A Fine-Grained Evaluation of SPARQL Endpoint Federation Systems

Tracking #: 772-1982

Muhammad Saleem
Yasar Khan
Ali Hasnain
Axel-Cyrille Ngonga Ngomo

Responsible editor: 
Axel Polleres

Submission type: 
Full Paper
The Web of Data has grown enormously over the last years. Currently, it comprises a large compendium of interlinked and distributed datasets from multiple domains. The abundance of datasets has motivated considerable work for developing SPARQL query federation systems, the dedicated means to access data distributed over the Web of Data. However, the granularity of previous evaluations of such systems has not allowed deriving of insights concerning their behavior in different steps involved during federated query processing. In this work, we perform extensive experiments to compare state-of-the-art SPARQL endpoint federation systems using the comprehensive performance evaluation framework FedBench.
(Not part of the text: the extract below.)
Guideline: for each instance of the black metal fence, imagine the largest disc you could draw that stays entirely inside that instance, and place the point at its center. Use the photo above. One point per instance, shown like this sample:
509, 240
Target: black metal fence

In addition to considering the tradition query runtime as an evaluation criterion, we extend the scope of our performance evaluation by considering criteria, which have not been paid much attention to in previous studies. In particular, we consider the number of sources selected, the total number of SPARQL ASK requests used, the completeness of answers as well as the source selection time. Yet, we show that they have a significant impact on the overall query runtime of existing systems. Moreover, we extend FedBench to mirror a highly distributed data environment and assess the behavior of existing systems by using the same four criteria. As the result we provide a detailed analysis of the experimental outcomes that reveal novel insights for improving current and future SPARQL federation systems.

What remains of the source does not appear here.